Experimentar el deseo

Cuento final

Hay algo en su estar sentada, la pierna izquierda, en medio arco, puesta sobre el brazo del sillón, y la derecha (el pie soporta un peso inexistente), cae de manera habitual, que me obliga a pensar en el deseo. El deseo que son las piernas abiertas y la mirada llevada muy lejos. Hay algo en la mujer, el cigarro entre los dedos, la botella de vino, las ropas que viste, que me hace pensar en el deseo.

Me aproximo. Podría en este momento esquivar la mirada o hacer las cosas extrañas de una simple ama de casa. Podría, en lugar de atraer a la mujer y tocarla, abrir el agua de la regadera y esperar, como se espera el tren o el autobús, la temperatura exacta.
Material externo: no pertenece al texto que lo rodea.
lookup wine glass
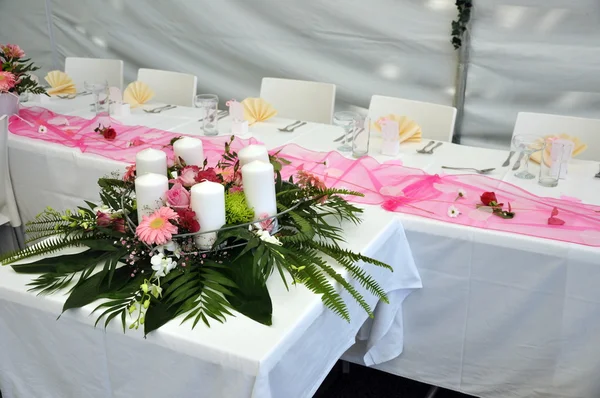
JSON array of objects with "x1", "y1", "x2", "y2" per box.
[
  {"x1": 83, "y1": 81, "x2": 110, "y2": 115},
  {"x1": 194, "y1": 94, "x2": 219, "y2": 135},
  {"x1": 512, "y1": 134, "x2": 544, "y2": 180},
  {"x1": 333, "y1": 111, "x2": 360, "y2": 152}
]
Sin embargo, contemplo. La mujer y sus piernas abiertas como una ventana, me hablan del deseo y sus historias. Porque todo deseo, en casos afortunados, tiene historias.

Más allá del deseo y las formas del sexo, los olores, los sabores, las texturas, historias que se fijan como parte de la memoria. Hay algo en la mujer, sí, una historia que se puede contar y, en giro inesperado, alerta que la imagen ha sido mal estudiada. Efectivamente, la mujer, el humo de los cigarros son pliegue de la piel que desaparece, no está inmóvil. Busca respuestas. Dentro de su cabeza (el humo de los cigarros son cortina cómplice), el hombre, su ser dentro, vivo, incrustado y demasiadas preguntas.

Preguntas (las inhala una y otra vez) que nadie, ni quiera los libros, esas vidas al fondo, responden. El hombre persiste. ¿En qué momento ocurrió? ¿La separación? La mujer sentada en el sillón, las piernas abiertas, el cigarro, la bocanada de alcohol como una manera de sentirse menos creíble, pregunta y nadie responde. En la aproximación, el deseo apagado. Y la complicidad de la soledad.